Vor allem hat der Landkreis seine Pflichtaufgaben zu erfüllen und zu finanzieren. Überschussrücklagen sind zur Finanzierung von notwendigen Infrastrukturvermögen (z.B. Schulbauten) und von Fördermaßnahmen (z.B. im Bereich des ÖPNV) dringend geboten.

Der Landkreis hat keinen gigantischen Verwaltungsapparat aufgebaut. Das Gegenteil ist richtig. Allein 2018 hat der Landkreis 1 Mio. Euro Personalkosten eingespart. Auch daraus speist sich der Überschuss.

Die Antragsteller versuchen die Gemeinden gegen den Landkreis auszuspielen. Das schadet allen, den Bürgern, die zu Recht Leistungen des Landkreises erwarten, in der Jugendhilfe, im Jobcenter, bei der Betreuung von Familien, Menschen mit Handicaps, im Verbraucherschutz, im Bevölkerungsschutz u.a. Das schadet auch den Gemeinden, für die der Landkreis Leistungen erbringt, als Schulträger, bei der Bereitstellung der Infrastruktur, bei der Unterstützung von Senioren, Pflegebedürftigen und deren Angehörigen, bei der Sportförderung etc.

Der Landkreis ist entschlossen, seine Ausgleichsfunktion zu stärken und beabsichtigt, vorhandene Spielräume vor allem zur Entlastung finanzschwacher Gemeinden einzusetzen.

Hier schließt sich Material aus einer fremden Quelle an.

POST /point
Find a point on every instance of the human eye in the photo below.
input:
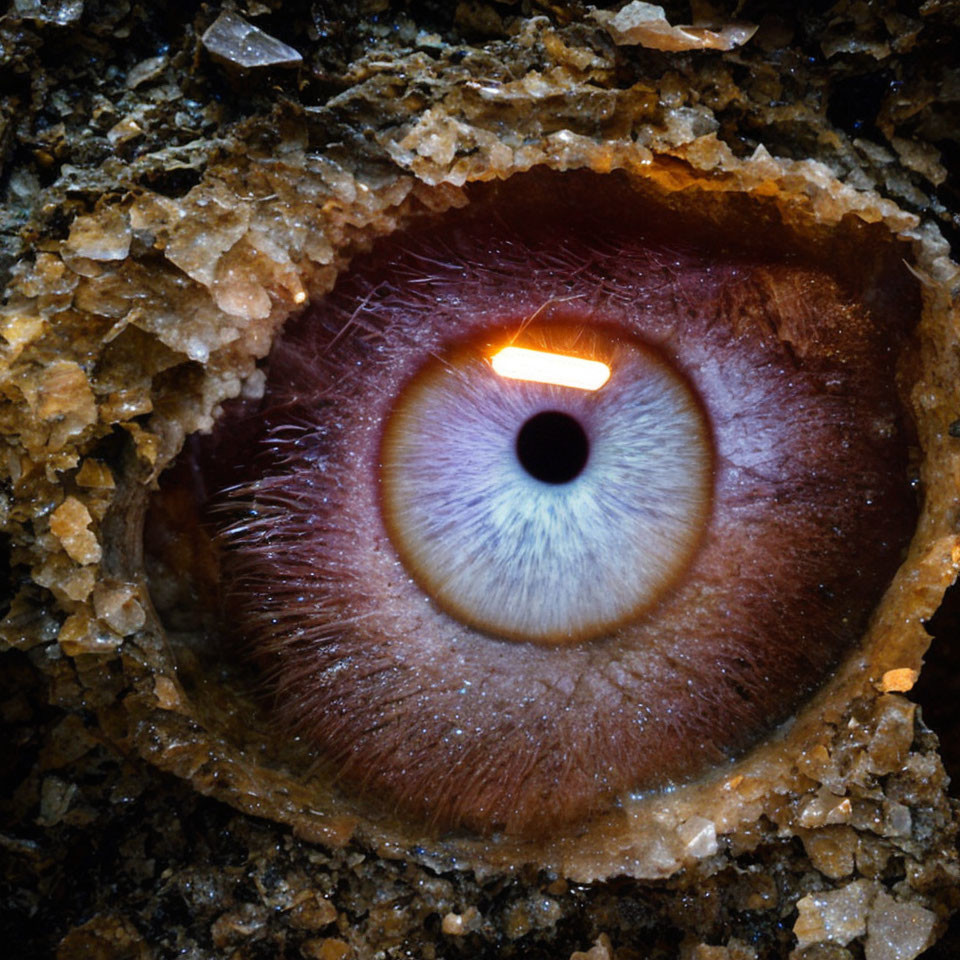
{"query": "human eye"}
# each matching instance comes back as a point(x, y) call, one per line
point(489, 638)
point(302, 655)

In einem Landkreis der extrem auseinanderlaufenden gemeindlichen Steuerkraft (von unter 400 Euro/Einwohner bis 1300 Euro/Einwohner) hat der Landkreis bei der Verteilung seine Ausgleichsfunktion ernst zu nehmen. Maßstab dafür ist weder die stärkste noch die schwächste Gemeinde, sondern der Durchschnitt der Gemeinden. Sollte sich zeigen, dass die Überschussrücklage des Landkreises höher ist als die der durchschnittlichen Gemeinde, ist der Landkreis bereit, nach diesem Maßstab zusätzliche Haushaltsspielräume für die Entlastung der Gemeinden zu verwenden.

Bevor der Landkreis allerdings nicht seinen Finanzbedarf für 2020 und die folgenden Jahre kennt, wäre eine Vorfestlegung einer Kreisumlagesenkung um 2 Prozentpunkte, mithin bis zu 8 Mio. Euro pro Jahr, fahrlässig und würde eine verantwortungsvolle Haushaltswirtschaft nicht mal im Ansatz erkennen lassen.

Nur zur Information:

Anstieg Steuerkraft Gemeinden seit 2016: +13,6%

Anstieg Schlüsselzuweisungen Gemeinden seit 2016: +27,6%

Der Landesdurchschnitt lässt Sonderregelungen, wie sie der LK Göttingen zu Gunsten seiner Gemeinden getroffen hat, völlig außer Acht.